The Princess moved fingers through the hair by her temple. "It feels funny to describe these. They are flashes. But I see him- moving. Like I catch a glimpse of him, a sleeve, as he leaves a space and goes into another."

"He is in motion."

"Yes."

"One item suspended from action, another that won't stay still."

The Princess blinked at the doctor, who smiled in response. Princess Leia said, "It's symbolic?"

"The mind is wonderful, isn't it."

"I remember, once we got to Yavin," the Princess continued, her brow furrowed, "I remember knowing that we argued, and I can enter the Falcon and tell you 'this is where he insisted I take a medscan' or 'this is where he told me he wouldn't join the Rebellion', but I can't really see it happening. I can hear his voice."

"And of Yavin itself? We were there, two days was it?"

"Not very long," the Princess agreed with a nod. "It's- foggy to me. I remember the medal ceremony, when Luke and Han and Chewie came in. It's like a holo. They are standing there. I have a sense I was busy, but I can't tell you with what."

"I remember being outside," Dr. Renzatl said. "The suck sand."

"Oh, yes!" the Princess smiled. "And the temples." Her smile grew serious. "I remember the Graveyard very clearly. I see it before me now, just as I did from the cockpit."

"Perhaps your memories didn't seem so out of place there."

Princess Leia nodded. "Yes.

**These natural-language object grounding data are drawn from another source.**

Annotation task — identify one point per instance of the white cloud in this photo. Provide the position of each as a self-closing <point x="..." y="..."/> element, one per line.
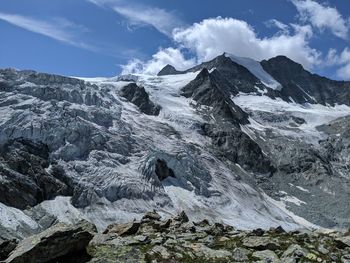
<point x="342" y="60"/>
<point x="323" y="17"/>
<point x="276" y="23"/>
<point x="163" y="57"/>
<point x="212" y="37"/>
<point x="142" y="15"/>
<point x="58" y="28"/>
<point x="344" y="72"/>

Also-" She paused.

"Please, say it."

"I was in control. It was my request, my idea. And I did things; learned things that I hadn't before. In the Since."

"What did you learn?"

"Chewie started teaching me his language. I wanted to learn to shoot. Captain Solo gave me pointers. He has a training remote."

Dr. Renzatl thought practicing a speed draw as a means of whiling away the hours in hyper an odd way to kill time, but she didn't utter her thoughts aloud. "Why did you want to learn to shoot?"

The Princess had not asked herself the question before. She considered it, her mouth pursed charmingly. "I don't know. I was thinking about Luke, and his voyage on the ship. Before the Death Star. General Kenobi was instructing him in the ways of the Force."

Dr. Renzatl's brows went up again. "With shooting?"

Princess Leia smiled at the incredulity in the doctor's voice. "I think the urgency of the mission had him fast forward through many of the lessons. He was learning to use the lightsaber, and fight."

"And you wanted- what? To experience what Luke experienced?"

"No, I realized, fully, what the destruction meant. That we were at war. That we are all in danger. Alderaan was a weaponless society, you know. I don't want to be unprepared. I don't want to be defenseless."

Dr. Renzatl nodded thoughtfully. She knew the transcriptor was making a faithful recording. But to test a growing theory, she wrote, her stylus tapping swiftly while the Princess gazed out the window, "Alderaan (...) unprepared (...) defenseless."